Globally, inflation has emerged as a major risk after the war in Ukraine and the breakdown in supply chains due to the geopolitical conflict and the strict lockdown in China to prevent the spread of Covid-19. Central banks across the world have raised interest rates to stamp out price pressures. The Reserve Bank of India (RBI) has raised rates by 90 basis points in two tranches and more hikes are in the offing while the government has taken several measures to cool inflationary pressures.
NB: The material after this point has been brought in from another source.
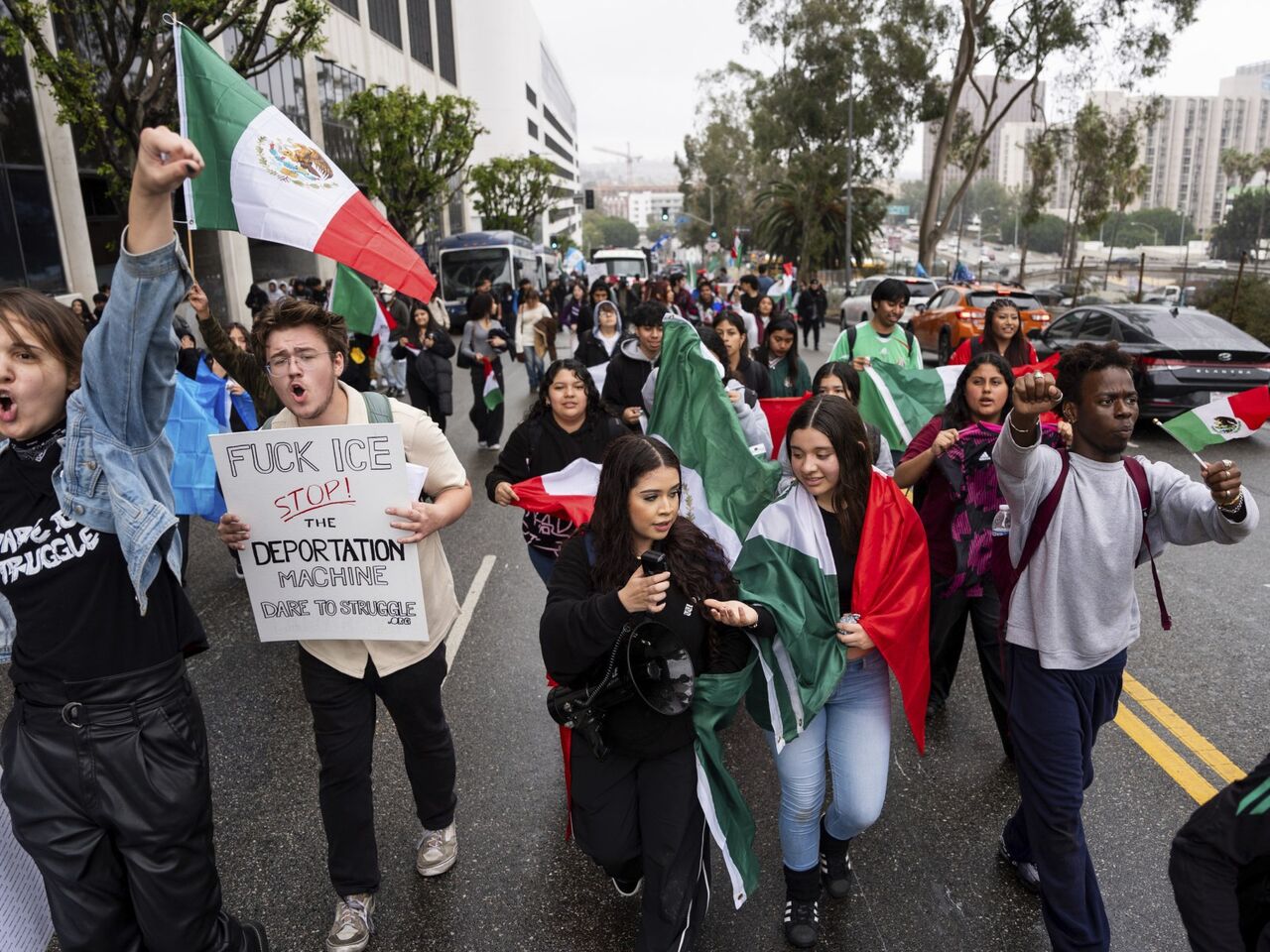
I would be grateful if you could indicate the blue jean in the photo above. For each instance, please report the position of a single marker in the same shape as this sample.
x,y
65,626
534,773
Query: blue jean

Aditi Nayar, chief economist at ratings agency ICRA, said given the weight of oil and fuel items (~10.4%) in the WPI basket, the rise in global crude oil prices is expected to put upward pressure on the headline WPI print for June 2022. Further, the weakening of the rupee against the US dollar is likely to augment the landed cost of imports in the month, posing upside risks to the headline number. Consequently, the WPI inflation is likely to remain elevated at ~15-16% in June 2022. The weakening of the rupee and hardening of crude oil prices would transmit faster to the WPI than the CPI, she added.
“The rise in the WPI inflation, in contrast to the easing in the CPI inflation in May 2022, may imbue some caution into the outlook for monetary policy actions. We continue to expect 60 bps of repo hikes over the next two policy reviews,” said Nayar.